The past 100 years, May 2, 2019
From the Santa Fe New Mexican:
May 2, 1919: Reports have reached the capital that in some parts of New Mexico, there were public schools where all the courses were taught in some other language than English. But such schools have no reason to exist in the opinion of the state board of education, which passed a drastic resolution dealing with the matter at its meeting held here recently. The text of the revolution was given out for publication today and is as follows:
“The law of our State is mandatory in its provisions to the effect that all branches of learning taught in our schools be so taught in the English language, and in this regard it properly interprets the spirit and purpose of our institutions. This does not exclude the teaching of foreign languages, which indeed is … commendable, but it certainly is opposed to the establishment and maintenance of primary schools where all branches of study are taught in a foreign language, and where the language of our country, which is the English language, is only incidentally taught.”
May 2, 1969: The man who burned Joan of Arc (Ingrid Bergman) put the torch to his 30th victim, a Cavalry officer, last night at the J.W. Eaves ranch, south of Santa Fe.
He is Ira Anderson, director of special effects for “King Gun,” on location here.
“Don’t say I burn them,” Anderson suggested. “I set them afire.” He’s been setting show people afire for more than 20 years and enjoys his work so much, he’d work for nothing if it came to that.

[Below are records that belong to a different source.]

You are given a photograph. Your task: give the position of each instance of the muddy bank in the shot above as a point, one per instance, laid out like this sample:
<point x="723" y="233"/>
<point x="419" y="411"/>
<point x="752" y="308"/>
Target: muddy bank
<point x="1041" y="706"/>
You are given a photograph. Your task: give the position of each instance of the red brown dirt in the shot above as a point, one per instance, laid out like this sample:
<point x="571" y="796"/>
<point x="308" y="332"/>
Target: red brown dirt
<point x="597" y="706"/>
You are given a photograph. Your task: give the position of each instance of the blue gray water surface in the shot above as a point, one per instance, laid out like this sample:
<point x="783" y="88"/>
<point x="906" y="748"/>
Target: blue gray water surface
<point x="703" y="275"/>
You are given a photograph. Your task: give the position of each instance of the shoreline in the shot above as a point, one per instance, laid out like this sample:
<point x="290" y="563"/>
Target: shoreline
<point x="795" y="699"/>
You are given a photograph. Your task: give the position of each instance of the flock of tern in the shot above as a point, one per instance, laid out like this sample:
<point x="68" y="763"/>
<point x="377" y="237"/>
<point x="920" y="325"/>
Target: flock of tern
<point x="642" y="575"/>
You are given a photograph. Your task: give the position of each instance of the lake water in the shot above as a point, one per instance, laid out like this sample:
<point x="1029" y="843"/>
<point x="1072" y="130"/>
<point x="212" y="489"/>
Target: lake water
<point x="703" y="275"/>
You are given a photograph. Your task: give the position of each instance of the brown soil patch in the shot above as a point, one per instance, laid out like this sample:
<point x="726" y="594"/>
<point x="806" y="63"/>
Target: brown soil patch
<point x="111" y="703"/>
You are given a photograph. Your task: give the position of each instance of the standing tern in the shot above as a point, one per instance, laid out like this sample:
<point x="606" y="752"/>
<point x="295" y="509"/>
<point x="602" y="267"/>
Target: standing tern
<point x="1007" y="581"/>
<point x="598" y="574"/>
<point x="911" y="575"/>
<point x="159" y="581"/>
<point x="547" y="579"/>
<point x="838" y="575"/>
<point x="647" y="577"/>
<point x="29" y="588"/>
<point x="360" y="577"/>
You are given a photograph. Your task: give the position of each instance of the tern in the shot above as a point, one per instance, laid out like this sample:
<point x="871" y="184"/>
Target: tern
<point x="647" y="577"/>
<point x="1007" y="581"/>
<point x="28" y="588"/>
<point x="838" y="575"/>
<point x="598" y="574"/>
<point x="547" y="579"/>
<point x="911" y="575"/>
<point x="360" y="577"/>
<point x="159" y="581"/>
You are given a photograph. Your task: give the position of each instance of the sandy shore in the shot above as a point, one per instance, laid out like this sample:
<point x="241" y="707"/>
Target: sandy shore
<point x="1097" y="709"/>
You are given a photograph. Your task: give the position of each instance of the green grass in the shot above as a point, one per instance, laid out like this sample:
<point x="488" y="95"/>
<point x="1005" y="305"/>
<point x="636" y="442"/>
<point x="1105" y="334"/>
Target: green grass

May 2, 1994: If gubernatorial candidates were to honestly answer the question, “What are you going to do about the public schools?” the candidate might very well respond, “Nothing. It’s not my job.”
In New Mexico, the governor is far from having control of the state’s public school apparatus.
Instead, state governance of the schools is spread around among the Legislature, the governor and a mostly independent state Department of Education, which is directed by a low-profile, 15-member board.